Multitasking the right way: tips to make your schedule work for you

Multitasking the right way tips to make your schedule work for you

According to Acorns, the schedules of celebrities and CEOs have always been a topic of much fascination. Apple CEO Tim Cook wakes up at 3:45 AM every day to read comments while Kris Jenner does her routines before starting her day at 7 AM.  

“CEOs have more demands on their time than they can accommodate,” says Raquel Benbunan-Fich, a professor of information systems at Baruch College who specializes in user behaviour and multitasking. For them, tight scheduling serves an essential purpose. Scheduling imposes protective barriers to ensure that others do not misuse their time, address problems promptly, and make critical decisions on time.

However, that kind of schedule could backfire for the average person. 

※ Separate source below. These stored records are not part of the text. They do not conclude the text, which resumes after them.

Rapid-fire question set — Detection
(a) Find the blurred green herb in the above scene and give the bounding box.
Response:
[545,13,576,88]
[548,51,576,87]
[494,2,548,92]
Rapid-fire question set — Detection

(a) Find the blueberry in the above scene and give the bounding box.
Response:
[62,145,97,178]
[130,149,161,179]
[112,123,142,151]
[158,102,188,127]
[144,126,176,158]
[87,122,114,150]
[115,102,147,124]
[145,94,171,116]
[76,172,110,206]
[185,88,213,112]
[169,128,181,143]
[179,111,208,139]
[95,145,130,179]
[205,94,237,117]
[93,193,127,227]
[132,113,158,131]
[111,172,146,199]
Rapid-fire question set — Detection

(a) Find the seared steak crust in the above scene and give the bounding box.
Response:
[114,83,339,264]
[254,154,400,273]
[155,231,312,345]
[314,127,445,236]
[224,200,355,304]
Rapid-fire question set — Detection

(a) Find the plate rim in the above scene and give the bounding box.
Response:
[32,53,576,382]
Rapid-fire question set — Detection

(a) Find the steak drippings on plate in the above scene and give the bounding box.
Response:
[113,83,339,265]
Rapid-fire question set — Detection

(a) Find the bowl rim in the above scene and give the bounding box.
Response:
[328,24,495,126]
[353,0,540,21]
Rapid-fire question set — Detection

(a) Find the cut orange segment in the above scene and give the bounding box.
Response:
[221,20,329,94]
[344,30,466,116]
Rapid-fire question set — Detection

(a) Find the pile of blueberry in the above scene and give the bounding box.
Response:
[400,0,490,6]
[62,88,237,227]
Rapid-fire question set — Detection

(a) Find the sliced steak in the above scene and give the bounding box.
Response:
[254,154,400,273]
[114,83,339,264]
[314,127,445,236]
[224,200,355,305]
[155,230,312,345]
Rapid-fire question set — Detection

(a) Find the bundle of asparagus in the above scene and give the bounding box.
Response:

So if you start feeling that your schedule is controlling your day instead of helping you make the most of it, you might consider making some changes. Let’s start doing these below pointers from Acorns for a better multitasking time. 

1. Trust the clock

If you tend to have small chunks of time between meetings, don’t let them waste because what matters is to focus on the time on the clock and not your sense of time. 

Even if you only have 30 minutes before a meeting, remind yourself that you can complete many kinds of tasks within that time frame.

2. Clump your meetings

Instead of having a spare 30 minutes here and there between meetings, scheduling back-to-back meetings for one half of the day and keeping the other half completely free would optimize your day better. 

3. Have ‘meeting days’

Schedule one or two meeting-heavy days during the week, and then keep the rest of the week open to follow up the meetings and do your work. 

4. Be flexible

Just because you wrote something on your agenda to happen at a particular moment doesn’t mean you will need to complete it all at that time.  

While conducting research, Benbunan-Fich discovered that ancient Greeks had two words for time: Chronos and Kairos. Chronos refers to chronological, scheduled, quantitative time. Kairos refers to the perfect time to do something. If you stick too closely to Chronos time, you might miss opportunities to complete a task because you are so concerned with adhering to a schedule. 

These quick tricks will hopefully make your schedule work for you this time around.